I was stuck in Alpine during the last snowstorm and when I finally got down to the oasis I couldn't get up the big hill, Now I'm stuck in Alpine again,although it's just raining at the oasis so far. Yesterday no one was there to put out grapes for the thrush. This morning my sister couldn't make it up the big hill (too muddy), so she walked in to put out grapes. She's not a birder so I don't know if the bird is still there, but I presume it is. The sunflower seed feeder I made hadn't been breached by javelina so the thrush should have had access to seeds at least.

Meanwhile, I'm getting stir crazy here. I would have headed south if it wasn't for my dentist appointment in Odessa tomorrow, but you know where I'll be the day after.

Sunday, January 6, 2013


I do believe this is the longest I've ever seen snow remain on the ground at the oasis, but it's pretty much all melted by this evening.

I have to be gone at least two days this week with no one to put out grapes for the thrush. Today, given an abundance of sunflower seeds, it didn't eat any grapes. A visitor suggested that because the sunflower seeds have oil (fat) in them, which is more calorie-dense than the (mostly) carbohydrates in the grapes, the seeds might be better in cold weather for keeping warm.

Anyway, I was getting really stressed so I scrounged around and found an old trash barrel, punched holes along the bottom, and filled it half full with sunflower seeds. Then I tied and staked it as best I could to keep javelina from ravaging it. Hopefully, that will keep the thrush supplied with sunflower seeds while I'm gone.

Friday, January 4, 2013

It only looks like Christmas

When I heard it was going to get down to 9° tonight I felt compelled to leave Alpine and head for the oasis to do some preparations for that extreme temperature. There were no tracks on the road after I left the blacktop, so I knew it wasn't good. With backing up and making tire-burning runs up the little arroyos, I made it as far as my big hill.

From there I took out everything that dare not freeze (mealworms, cameras, groceries, etc) and toted it all up the hill in 4 trips.

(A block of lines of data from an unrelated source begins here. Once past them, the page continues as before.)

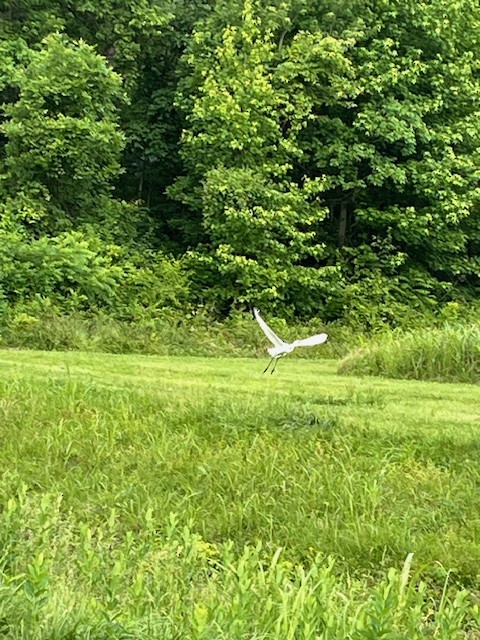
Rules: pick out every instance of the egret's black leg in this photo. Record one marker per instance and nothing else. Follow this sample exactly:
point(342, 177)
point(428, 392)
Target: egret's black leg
point(266, 368)
point(274, 366)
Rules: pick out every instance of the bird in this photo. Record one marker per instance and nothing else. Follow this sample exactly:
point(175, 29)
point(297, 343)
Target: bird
point(281, 348)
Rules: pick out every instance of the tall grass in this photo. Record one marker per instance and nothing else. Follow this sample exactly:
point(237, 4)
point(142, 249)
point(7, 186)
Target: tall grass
point(63, 578)
point(451, 353)
point(171, 333)
point(148, 497)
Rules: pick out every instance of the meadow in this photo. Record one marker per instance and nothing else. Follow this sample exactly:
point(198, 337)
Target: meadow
point(193, 498)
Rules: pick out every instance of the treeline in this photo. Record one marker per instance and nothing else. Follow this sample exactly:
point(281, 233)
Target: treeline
point(314, 158)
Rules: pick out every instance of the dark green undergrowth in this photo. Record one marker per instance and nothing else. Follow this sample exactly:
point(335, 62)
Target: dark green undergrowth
point(171, 333)
point(450, 353)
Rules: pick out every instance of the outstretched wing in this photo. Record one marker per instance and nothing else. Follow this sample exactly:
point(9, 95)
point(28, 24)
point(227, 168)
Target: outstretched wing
point(320, 338)
point(271, 335)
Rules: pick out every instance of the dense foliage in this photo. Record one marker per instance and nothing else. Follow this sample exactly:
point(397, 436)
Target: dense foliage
point(319, 159)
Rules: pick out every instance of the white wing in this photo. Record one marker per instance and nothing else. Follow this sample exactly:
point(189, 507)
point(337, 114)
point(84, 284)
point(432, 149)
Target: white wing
point(320, 338)
point(271, 335)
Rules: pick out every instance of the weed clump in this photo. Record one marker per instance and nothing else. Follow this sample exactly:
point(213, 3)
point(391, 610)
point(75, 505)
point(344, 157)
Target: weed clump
point(448, 354)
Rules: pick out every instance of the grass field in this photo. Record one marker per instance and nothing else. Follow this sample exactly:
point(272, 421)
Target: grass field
point(147, 497)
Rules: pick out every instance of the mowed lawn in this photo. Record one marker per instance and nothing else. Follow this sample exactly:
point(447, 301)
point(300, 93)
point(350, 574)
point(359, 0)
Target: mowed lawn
point(361, 470)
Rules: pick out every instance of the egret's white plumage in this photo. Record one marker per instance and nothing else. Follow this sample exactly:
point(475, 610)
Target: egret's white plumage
point(281, 348)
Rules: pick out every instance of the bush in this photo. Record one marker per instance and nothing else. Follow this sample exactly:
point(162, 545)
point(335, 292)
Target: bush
point(450, 353)
point(75, 272)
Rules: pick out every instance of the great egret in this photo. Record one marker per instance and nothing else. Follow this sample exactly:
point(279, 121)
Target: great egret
point(281, 348)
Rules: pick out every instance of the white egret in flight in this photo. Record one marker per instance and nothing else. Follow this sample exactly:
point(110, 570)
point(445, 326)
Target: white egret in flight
point(281, 348)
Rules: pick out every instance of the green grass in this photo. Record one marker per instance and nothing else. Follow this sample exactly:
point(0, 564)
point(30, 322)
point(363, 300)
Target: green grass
point(450, 353)
point(147, 497)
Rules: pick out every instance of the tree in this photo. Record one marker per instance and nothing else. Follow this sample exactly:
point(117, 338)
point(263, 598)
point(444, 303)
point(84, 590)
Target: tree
point(63, 140)
point(261, 230)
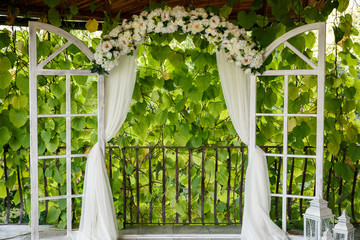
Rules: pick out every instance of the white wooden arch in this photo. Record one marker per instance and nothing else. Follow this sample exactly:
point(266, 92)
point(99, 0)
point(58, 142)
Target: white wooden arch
point(36, 69)
point(317, 70)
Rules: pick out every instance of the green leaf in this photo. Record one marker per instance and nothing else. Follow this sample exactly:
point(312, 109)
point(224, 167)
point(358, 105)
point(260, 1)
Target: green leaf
point(18, 117)
point(52, 3)
point(246, 20)
point(5, 64)
point(22, 82)
point(5, 79)
point(57, 177)
point(54, 17)
point(78, 123)
point(5, 135)
point(343, 5)
point(4, 40)
point(53, 215)
point(2, 190)
point(344, 171)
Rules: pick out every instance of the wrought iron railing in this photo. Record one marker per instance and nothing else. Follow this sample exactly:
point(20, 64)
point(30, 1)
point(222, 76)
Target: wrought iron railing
point(157, 171)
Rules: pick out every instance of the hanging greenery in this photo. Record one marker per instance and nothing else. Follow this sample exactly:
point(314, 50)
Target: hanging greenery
point(125, 38)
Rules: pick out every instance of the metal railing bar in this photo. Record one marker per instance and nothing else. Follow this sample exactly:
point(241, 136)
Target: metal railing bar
point(150, 185)
point(177, 181)
point(228, 187)
point(202, 185)
point(124, 187)
point(189, 186)
point(215, 186)
point(137, 186)
point(164, 187)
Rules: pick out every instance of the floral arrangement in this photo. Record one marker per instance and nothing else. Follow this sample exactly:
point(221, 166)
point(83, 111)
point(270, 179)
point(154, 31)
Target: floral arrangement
point(125, 38)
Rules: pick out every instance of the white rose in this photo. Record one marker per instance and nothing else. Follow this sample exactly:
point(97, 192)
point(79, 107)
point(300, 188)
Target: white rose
point(214, 21)
point(106, 46)
point(109, 55)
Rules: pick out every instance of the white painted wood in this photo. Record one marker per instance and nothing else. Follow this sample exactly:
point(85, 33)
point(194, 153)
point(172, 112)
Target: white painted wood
point(285, 150)
point(34, 72)
point(301, 55)
point(289, 115)
point(318, 71)
point(290, 34)
point(65, 72)
point(320, 111)
point(290, 155)
point(68, 157)
point(34, 175)
point(60, 197)
point(302, 72)
point(53, 55)
point(69, 115)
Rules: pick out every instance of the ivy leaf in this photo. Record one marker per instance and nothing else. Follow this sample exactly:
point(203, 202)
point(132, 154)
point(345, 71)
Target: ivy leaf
point(343, 5)
point(4, 40)
point(54, 17)
point(53, 215)
point(5, 64)
point(246, 20)
point(5, 79)
point(22, 82)
point(18, 117)
point(5, 135)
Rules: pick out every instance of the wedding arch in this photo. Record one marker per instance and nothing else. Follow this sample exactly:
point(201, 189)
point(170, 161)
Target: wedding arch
point(114, 94)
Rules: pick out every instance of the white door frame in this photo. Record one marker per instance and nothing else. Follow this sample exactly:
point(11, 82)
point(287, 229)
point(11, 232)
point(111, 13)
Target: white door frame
point(36, 69)
point(319, 71)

Then I used my satellite phone to call my sister to come get me at the top of the hill. She comes from the other direction. What an ordeal! At least when all this snow melts I won't have to water for a couple of weeks.

Alpine snowstorm

There's a lot of snow on the ground right now, about 4-6 inches. When my husband opened the door this morning an Eastern Phoebe flew in. It took us a long time to get it shooed out. One of his indoor perches was in this Norfolk Pine. I always knew that tree must be good for something.

Very cold Allen's Hummingbird this morning.

Tuesday, January 1, 2013

Three Rufous Hummers

I've had at least 3 Rufous Hummingbirds here for some time now. When I entered them into the Ebird database they got flagged and I was asked for more details. So I took photos of each this morning and sent them to the reviewer. You can read a couple of the band numbers on the second one.

Caught the White-crowned Sparrow with a meal worm but it was too fast for a good photo.

The thrasher stays and empties the bowl, but the sparrow grabs one and is gone in less than a blink.